Son efficacité contre les bleus, les épanchements sanguins et les œdèmes est admise depuis longtemps mais, et c’est là que réside la nouveauté, des études récentes ont prouvé que l’arnica est souveraine contre les troubles musculaires et articulaires, l’inflammation de la cavité orale et de la gorge, les piqûres d’insectes et la phlébite superficielle.

C’est le tabac des Savoyards, l’herbe aux chutes, le quinquina des pauvres, l’herbe à éternuer. L’arnica est assez répandue sous nos climats. Elle fleurit en abondance dans les pâturages des Alpes, des Pyrénées et des Vosges. Baptisée Arnica montana ou encore Arnica chamissonis, l’arnica est une plante vivace de la famille des composées ou astéracées.

Ce sont les sommités fleuries qui concentrent les vertus médicinales de cette plante originaire des régions montagneuses de l’Europe et du sud de la Russie mais aussi de l’ouest de l’Amérique du nord, de l’Alaska au nord du Mexique, où l’on en compte trois espèces : l’Arnica fulgens, l’Arnica sororia et l’Arnica cordifolia. En Europe, la plante jouit d’une bonne popularité, notamment en Allemagne, où de très nombreux produits à base d’arnica sont proposés dans le commerce (teintures, onguents et granules homéopathiques). Cet engouement a d’ailleurs mis en péril l’espèce Arnica montana au point que les autorités d’outre-Rhin en ont réglementé l’exploitation. On y cultive désormais une autre espèce, l’Arnica chamissonis, à laquelle la pharmacopée allemande attribue les mêmes propriétés.

arnica_montana.gif

Ulcères aphteux et gingivites

Récemment plusieurs études sont venues confirmer l’usage médicinal traditionnel de l’arnica. Par voie externe, l’arnica est aujourd’hui indiquée pour traiter les hématomes, les ecchymoses, les œdèmes, les entorses, les dislocations, les contusions, les inflammations musculaires et articulaires (rhumatismales), l’inflammation de la cavité orale et de la gorge, la gingivite et les ulcères aphteux.
Les scientifiques reconnaissent également son efficacité pour le traitement par voie externe des furoncles, des piqûres d’insectes, de la phlébite superficielle et des douleurs articulaires et musculaires.

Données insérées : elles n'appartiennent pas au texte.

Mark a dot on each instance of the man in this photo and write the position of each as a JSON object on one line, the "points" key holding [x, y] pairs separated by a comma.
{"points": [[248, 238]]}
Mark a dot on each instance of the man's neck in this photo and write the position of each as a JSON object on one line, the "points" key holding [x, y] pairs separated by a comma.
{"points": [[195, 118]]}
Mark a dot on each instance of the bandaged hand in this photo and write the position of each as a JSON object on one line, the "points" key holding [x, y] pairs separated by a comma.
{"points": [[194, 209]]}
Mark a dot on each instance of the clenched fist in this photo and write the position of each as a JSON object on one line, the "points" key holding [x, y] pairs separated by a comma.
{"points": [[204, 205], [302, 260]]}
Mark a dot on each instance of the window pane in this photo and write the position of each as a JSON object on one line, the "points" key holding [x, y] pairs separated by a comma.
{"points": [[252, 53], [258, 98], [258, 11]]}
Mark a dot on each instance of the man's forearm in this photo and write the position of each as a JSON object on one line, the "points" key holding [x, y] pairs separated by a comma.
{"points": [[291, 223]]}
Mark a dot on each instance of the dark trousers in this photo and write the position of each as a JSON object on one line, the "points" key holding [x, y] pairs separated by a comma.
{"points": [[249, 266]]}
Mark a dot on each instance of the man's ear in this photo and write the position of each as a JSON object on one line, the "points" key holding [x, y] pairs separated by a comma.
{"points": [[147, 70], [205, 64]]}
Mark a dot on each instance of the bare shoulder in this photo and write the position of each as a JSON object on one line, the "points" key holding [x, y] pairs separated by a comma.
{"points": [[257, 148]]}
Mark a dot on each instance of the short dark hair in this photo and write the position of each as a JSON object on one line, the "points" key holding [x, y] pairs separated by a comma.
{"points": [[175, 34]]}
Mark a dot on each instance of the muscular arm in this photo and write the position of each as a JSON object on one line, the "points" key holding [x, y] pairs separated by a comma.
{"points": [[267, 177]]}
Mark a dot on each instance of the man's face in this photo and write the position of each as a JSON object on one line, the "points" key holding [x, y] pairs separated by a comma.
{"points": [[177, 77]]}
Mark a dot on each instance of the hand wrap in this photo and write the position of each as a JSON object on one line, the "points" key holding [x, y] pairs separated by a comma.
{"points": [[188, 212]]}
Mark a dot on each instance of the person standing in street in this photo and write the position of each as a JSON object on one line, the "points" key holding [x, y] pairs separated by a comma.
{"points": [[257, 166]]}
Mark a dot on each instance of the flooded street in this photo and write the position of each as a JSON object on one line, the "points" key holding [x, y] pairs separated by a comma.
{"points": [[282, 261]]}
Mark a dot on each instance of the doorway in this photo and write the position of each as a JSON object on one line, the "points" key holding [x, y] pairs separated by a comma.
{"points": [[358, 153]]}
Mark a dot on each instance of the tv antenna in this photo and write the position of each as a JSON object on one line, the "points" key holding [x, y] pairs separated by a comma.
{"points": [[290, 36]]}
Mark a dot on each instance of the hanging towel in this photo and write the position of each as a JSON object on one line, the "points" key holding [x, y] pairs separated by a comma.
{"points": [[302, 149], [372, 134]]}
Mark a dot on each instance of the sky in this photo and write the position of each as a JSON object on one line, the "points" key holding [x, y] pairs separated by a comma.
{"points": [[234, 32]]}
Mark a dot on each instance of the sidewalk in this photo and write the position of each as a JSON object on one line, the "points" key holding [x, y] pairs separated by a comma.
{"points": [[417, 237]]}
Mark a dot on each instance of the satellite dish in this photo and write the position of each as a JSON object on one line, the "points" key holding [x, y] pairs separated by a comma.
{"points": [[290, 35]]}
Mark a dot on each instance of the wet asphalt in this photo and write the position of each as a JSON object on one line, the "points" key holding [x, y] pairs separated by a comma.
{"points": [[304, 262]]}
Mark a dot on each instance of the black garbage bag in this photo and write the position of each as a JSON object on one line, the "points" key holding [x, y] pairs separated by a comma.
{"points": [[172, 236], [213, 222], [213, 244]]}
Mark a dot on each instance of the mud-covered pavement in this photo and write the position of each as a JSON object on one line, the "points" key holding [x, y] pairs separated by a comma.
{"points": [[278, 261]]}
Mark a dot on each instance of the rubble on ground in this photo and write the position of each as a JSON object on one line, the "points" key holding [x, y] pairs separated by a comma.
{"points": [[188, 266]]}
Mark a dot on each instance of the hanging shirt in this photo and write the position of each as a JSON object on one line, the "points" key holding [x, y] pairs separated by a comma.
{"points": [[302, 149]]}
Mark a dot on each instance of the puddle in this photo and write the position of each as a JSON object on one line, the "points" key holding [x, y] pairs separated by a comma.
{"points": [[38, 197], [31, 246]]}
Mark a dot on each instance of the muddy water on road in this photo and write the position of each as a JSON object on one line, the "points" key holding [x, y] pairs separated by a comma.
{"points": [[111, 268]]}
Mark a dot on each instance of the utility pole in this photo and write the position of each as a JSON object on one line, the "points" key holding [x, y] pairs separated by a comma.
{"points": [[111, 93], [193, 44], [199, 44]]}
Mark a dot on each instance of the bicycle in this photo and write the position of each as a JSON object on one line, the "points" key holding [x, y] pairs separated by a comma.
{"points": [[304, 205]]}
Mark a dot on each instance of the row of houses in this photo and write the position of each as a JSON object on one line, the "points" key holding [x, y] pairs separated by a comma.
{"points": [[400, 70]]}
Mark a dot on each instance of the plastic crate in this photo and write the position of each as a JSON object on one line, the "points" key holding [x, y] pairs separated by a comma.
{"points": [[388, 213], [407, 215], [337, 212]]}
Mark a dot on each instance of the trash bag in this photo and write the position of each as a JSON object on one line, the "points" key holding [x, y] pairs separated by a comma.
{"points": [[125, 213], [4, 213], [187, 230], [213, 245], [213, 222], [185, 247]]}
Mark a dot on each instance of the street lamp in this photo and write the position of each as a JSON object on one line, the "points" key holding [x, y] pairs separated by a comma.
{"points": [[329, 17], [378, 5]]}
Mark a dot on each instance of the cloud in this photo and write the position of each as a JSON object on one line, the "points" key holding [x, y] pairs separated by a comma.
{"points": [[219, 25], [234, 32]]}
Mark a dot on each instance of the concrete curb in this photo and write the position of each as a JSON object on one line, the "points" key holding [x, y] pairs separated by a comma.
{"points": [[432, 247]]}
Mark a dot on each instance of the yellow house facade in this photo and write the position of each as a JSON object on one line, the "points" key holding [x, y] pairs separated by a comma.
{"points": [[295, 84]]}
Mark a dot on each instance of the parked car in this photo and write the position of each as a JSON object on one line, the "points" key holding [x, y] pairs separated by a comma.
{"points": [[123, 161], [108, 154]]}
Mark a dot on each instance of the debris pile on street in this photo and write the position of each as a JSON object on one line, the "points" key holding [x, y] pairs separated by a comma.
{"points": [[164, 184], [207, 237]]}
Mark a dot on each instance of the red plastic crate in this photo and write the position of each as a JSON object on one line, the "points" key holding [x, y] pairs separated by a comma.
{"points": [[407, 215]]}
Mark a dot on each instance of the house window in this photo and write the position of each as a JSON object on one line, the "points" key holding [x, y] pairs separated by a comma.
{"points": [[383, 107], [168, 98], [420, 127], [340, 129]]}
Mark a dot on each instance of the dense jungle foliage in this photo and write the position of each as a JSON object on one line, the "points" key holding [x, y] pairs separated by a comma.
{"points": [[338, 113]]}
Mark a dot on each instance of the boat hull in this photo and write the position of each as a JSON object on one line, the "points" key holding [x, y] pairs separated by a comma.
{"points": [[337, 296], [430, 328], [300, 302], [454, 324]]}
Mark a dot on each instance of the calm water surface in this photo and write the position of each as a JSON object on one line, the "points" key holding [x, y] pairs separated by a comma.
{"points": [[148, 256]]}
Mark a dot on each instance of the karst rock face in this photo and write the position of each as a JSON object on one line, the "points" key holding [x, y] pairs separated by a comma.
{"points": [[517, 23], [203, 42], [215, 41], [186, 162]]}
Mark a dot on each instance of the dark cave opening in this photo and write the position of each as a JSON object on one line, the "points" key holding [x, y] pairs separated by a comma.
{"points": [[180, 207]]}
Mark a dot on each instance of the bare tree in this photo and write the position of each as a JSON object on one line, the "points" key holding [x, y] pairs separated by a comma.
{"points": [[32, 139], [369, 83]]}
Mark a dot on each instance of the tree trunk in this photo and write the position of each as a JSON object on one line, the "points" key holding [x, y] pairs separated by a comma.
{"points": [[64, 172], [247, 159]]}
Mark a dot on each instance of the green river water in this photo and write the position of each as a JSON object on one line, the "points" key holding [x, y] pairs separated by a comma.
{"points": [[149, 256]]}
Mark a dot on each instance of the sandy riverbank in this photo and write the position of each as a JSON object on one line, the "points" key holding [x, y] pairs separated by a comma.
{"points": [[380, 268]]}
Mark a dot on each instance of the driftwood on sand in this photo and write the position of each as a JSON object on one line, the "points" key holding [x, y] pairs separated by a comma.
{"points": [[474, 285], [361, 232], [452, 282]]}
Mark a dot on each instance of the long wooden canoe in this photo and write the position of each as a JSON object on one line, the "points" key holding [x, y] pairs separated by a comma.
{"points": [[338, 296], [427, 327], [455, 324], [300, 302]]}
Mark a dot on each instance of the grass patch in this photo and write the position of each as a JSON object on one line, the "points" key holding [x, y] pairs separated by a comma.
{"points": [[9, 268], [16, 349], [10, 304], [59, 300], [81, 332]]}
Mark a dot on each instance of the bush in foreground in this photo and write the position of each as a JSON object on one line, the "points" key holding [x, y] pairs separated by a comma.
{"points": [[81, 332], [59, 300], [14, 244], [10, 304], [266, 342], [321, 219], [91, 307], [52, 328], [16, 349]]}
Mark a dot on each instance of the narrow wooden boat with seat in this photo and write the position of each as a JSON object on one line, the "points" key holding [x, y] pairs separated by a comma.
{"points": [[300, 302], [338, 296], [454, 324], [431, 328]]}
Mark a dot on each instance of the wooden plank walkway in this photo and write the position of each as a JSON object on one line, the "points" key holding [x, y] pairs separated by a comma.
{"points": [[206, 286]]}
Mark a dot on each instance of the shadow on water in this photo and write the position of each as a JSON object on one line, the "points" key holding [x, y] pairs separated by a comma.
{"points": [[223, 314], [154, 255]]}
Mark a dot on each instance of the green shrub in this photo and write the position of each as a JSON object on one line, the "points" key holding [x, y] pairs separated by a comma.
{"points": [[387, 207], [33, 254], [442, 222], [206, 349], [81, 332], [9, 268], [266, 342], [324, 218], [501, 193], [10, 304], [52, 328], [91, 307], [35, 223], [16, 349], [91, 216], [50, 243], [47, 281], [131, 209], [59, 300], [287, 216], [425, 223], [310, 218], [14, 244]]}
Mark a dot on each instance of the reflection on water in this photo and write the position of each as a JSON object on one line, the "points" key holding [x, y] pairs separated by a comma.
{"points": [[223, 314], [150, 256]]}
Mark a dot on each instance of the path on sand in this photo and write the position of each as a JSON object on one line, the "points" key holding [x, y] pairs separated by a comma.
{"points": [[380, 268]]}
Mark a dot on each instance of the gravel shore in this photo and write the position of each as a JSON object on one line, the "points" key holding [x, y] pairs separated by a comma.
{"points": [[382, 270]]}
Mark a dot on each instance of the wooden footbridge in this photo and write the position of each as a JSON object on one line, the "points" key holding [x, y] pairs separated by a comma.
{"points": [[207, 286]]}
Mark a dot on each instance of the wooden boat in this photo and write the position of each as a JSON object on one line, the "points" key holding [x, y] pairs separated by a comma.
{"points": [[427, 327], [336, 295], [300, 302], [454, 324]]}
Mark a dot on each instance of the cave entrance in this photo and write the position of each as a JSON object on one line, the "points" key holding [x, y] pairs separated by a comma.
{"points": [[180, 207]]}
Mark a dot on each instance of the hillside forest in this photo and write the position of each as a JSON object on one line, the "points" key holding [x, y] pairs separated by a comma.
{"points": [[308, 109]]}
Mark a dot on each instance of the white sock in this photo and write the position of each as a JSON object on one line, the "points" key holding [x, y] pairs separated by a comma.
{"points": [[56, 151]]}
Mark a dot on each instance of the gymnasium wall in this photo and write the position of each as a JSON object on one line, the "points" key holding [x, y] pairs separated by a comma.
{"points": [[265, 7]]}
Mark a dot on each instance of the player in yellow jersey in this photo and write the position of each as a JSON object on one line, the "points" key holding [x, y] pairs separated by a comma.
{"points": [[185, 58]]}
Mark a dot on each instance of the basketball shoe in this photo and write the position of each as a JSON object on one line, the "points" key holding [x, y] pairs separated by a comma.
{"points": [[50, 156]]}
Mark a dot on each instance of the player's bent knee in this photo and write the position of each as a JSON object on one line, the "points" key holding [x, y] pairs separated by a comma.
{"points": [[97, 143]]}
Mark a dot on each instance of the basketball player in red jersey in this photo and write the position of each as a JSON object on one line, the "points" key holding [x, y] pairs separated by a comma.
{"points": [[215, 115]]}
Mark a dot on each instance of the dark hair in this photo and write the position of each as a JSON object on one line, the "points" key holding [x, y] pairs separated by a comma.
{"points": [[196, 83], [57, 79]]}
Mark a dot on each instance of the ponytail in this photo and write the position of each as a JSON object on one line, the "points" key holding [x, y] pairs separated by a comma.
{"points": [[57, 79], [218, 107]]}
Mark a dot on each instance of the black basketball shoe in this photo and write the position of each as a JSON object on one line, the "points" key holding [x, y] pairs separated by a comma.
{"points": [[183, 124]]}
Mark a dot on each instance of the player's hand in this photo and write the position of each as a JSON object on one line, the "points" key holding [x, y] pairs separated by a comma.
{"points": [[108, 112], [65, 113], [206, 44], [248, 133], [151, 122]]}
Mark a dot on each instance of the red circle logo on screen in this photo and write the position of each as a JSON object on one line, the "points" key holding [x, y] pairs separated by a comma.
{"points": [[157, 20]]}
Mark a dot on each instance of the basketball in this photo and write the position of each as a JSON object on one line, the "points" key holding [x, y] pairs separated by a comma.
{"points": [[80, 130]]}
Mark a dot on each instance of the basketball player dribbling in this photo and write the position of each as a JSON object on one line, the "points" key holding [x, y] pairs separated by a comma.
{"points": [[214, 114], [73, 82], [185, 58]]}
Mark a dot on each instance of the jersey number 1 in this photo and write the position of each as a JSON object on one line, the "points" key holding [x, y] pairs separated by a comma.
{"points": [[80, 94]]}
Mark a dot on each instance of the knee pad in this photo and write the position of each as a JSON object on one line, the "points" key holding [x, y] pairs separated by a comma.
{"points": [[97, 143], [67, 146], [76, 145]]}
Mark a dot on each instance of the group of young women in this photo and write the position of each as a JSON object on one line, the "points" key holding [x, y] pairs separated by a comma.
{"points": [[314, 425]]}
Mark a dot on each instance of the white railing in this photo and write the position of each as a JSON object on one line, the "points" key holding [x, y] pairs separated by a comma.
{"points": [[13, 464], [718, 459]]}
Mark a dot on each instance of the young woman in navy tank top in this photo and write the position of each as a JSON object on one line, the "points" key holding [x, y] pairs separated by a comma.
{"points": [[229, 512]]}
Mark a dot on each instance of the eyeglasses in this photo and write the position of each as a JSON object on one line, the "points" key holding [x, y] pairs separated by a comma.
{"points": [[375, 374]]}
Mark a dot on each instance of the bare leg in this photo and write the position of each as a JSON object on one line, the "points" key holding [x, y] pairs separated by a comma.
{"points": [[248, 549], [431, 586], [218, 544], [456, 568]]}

Ainsi, les résultats d’un essai à double insu avec placebo mené auprès de quatre vingt-neuf sujets souffrant d’insuffisance veineuse indiquent que le gel d’arnica peut augmenter le tonus veineux, diminuer les œdèmes et soulager la sensation de lourdeur dans les jambes.

Au cours d’un essai sans placebo mené auprès de soixante dix-neuf sujets souffrant d’une légère arthrose du genou, les participants ont rapporté un soulagement de la douleur à la suite d’applications topiques d’un gel d’arnica.
Dans un essai à double insu mené auprès de trente-sept sujets soumis à une chirurgie endoscopique pour le traitement du syndrome du canal carpien, on a traité les patients soit en combinant de l’arnica homéopathique par voie orale à du gel d’arnica en application topique, soit en administrant un placebo. Les patients traités avec l’arnica ont rapporté une diminution significative de la douleur post-opératoire par rapport à ceux du groupe placebo. Ce qui démontre l’effet anti-inflammatoire de l’arnica.

Mise en garde

Bien que dans le passé la plante ait fait l’objet d’usages internes, notamment en infusion pour le traitement de troubles cardiaques et respiratoires et pour soulager diarrhées et dysenteries, on la considère aujourd’hui comme toxique et on ne la conseille qu’en application externe, à l’exception de produits homéopathiques pour usage interne.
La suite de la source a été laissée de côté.